Craft
AI-assisted development: what it actually means in practice
There's a version of AI-assisted development that produces fast, disposable code. Prompt in, code out, ship it, move on. It works until it doesn't — and when it breaks, nobody knows why, because nobody fully understood what they built.
That's not what we mean when we talk about AI-assisted development. The distinction matters, especially for internal tools that teams are going to rely on every day.
Speed is the benefit, not the goal
The reason AI-assisted development is genuinely valuable isn't that it produces code faster. It's that it frees up cognitive bandwidth for the parts of the job that actually require judgment.
A senior developer using AI assistance isn't outsourcing the thinking. They're outsourcing the typing — and some of the more mechanical problem-solving — so they can focus on architecture, edge cases, and whether the thing being built is actually the right thing.
The speed is real, but it's a side effect of doing the job better, not a shortcut around doing it properly.

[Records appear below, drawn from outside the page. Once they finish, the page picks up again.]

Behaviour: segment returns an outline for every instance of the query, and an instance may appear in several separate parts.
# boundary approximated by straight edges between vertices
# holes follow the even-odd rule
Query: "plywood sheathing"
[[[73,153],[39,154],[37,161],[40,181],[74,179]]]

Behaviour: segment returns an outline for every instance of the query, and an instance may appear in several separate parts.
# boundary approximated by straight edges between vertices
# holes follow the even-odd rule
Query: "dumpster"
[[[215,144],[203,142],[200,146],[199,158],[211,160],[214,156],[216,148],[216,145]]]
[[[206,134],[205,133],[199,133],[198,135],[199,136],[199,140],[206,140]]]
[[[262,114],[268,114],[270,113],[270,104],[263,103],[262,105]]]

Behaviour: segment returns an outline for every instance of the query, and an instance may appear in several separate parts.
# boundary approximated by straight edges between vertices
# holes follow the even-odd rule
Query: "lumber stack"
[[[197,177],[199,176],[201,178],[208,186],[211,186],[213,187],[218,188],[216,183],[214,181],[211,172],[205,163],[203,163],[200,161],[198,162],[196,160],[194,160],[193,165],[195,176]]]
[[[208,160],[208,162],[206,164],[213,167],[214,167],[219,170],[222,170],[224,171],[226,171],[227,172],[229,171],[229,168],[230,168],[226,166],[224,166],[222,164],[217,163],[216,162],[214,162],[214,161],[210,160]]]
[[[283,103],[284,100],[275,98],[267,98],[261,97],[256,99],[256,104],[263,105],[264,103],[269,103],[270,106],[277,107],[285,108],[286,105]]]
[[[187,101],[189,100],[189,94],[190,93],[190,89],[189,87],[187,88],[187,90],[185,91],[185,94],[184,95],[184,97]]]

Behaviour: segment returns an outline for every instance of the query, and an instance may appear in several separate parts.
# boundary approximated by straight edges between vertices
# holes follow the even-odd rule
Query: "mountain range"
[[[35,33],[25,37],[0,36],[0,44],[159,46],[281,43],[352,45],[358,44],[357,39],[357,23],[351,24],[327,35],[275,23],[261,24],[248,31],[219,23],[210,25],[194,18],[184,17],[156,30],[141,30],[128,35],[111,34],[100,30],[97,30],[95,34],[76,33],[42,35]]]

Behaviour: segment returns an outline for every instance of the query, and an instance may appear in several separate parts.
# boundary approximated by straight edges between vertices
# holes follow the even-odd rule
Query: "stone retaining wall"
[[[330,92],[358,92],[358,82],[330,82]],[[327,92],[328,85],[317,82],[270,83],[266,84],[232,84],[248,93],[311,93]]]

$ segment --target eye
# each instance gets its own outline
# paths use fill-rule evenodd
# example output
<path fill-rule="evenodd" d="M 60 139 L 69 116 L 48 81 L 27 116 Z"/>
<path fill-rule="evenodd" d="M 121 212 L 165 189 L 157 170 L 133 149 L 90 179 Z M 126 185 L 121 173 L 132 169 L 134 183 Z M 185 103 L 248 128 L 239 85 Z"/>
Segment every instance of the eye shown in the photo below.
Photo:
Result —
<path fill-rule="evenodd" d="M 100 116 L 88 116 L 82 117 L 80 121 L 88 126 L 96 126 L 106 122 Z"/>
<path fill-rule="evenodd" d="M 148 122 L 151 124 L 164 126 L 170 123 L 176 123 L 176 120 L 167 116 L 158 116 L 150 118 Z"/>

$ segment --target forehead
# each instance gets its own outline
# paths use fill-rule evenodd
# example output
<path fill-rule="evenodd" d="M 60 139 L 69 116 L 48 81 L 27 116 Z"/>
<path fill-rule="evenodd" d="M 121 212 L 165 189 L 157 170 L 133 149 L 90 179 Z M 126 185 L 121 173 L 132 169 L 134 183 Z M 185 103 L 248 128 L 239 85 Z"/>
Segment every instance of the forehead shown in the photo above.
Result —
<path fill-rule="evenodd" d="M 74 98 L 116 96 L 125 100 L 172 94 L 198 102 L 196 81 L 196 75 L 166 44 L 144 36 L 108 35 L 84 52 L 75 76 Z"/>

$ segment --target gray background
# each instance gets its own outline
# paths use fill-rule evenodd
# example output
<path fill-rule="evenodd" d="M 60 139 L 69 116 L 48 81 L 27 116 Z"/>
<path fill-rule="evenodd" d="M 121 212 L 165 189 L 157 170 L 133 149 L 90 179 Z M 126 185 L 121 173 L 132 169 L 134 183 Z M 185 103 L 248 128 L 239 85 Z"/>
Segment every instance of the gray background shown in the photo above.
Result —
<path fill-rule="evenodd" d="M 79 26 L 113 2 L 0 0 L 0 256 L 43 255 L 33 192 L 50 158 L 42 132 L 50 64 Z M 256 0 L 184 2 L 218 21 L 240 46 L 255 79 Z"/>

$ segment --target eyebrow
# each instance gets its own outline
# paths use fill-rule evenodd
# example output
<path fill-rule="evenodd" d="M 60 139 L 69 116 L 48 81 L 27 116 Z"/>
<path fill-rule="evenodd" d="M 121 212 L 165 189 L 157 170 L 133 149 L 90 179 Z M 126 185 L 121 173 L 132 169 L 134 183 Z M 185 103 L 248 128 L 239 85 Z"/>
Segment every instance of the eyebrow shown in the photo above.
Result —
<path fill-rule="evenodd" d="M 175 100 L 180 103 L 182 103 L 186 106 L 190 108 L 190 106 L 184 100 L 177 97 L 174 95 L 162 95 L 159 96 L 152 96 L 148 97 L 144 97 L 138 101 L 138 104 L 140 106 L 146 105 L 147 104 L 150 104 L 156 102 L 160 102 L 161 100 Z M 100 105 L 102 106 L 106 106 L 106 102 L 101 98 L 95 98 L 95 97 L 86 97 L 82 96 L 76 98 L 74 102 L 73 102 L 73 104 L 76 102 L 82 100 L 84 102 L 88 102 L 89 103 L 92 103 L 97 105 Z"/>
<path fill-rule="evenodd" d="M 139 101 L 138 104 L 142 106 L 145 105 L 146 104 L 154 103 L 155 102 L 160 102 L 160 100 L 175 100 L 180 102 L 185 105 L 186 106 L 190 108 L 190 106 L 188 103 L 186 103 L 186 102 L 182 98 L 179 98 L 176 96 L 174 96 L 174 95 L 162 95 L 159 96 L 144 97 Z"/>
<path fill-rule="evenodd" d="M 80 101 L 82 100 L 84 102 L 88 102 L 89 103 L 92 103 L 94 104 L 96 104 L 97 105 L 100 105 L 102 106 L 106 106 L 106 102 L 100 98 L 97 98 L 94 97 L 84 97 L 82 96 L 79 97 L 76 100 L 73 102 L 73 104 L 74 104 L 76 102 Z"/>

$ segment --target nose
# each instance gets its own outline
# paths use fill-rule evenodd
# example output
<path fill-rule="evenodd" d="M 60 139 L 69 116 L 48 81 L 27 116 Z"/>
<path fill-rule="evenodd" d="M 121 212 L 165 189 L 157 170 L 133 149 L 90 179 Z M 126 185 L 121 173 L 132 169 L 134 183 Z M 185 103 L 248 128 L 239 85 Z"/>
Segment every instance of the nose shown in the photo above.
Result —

The discipline is the same as it's always been
AI-generated code has to be read, understood, and reviewed. Every output needs to be evaluated against the actual requirements — not just "does this compile" but "does this handle the edge case where the data is malformed" and "will a developer unfamiliar with this codebase be able to maintain it in two years."
Developers who skip this step ship fast and break things. The root cause isn't the AI — it's the assumption that generated code is automatically correct code. It isn't.
What changes and what doesn't
What changes: the time it takes to produce a first draft of a component, write a test suite, refactor a data model, or debug an unfamiliar error. These tasks used to take hours. Now they often take minutes. That's a genuine step change.
What doesn't change: the need to understand the problem before writing any code. The need to think carefully about data structures, API boundaries, and failure modes. The need to test things in conditions that approximate real use. The need for code that will be readable to a different developer — or the same developer in six months.
Why it matters for internal tools specifically
Internal tools live or die by their maintainability. Unlike consumer software, there's no large team to keep things running. If something breaks, there usually isn't someone on call. If a feature needs updating six months after launch, whoever does the update needs to understand what's there.
This is why we're careful about how we use AI assistance on client work. The goal isn't to generate the most code in the least time. It's to ship something the client's team can rely on — and, if needed, extend or maintain — without coming back to us for every small change.
That requires the same engineering discipline that's always been required. AI makes it faster to get there. It doesn't change what "there" looks like.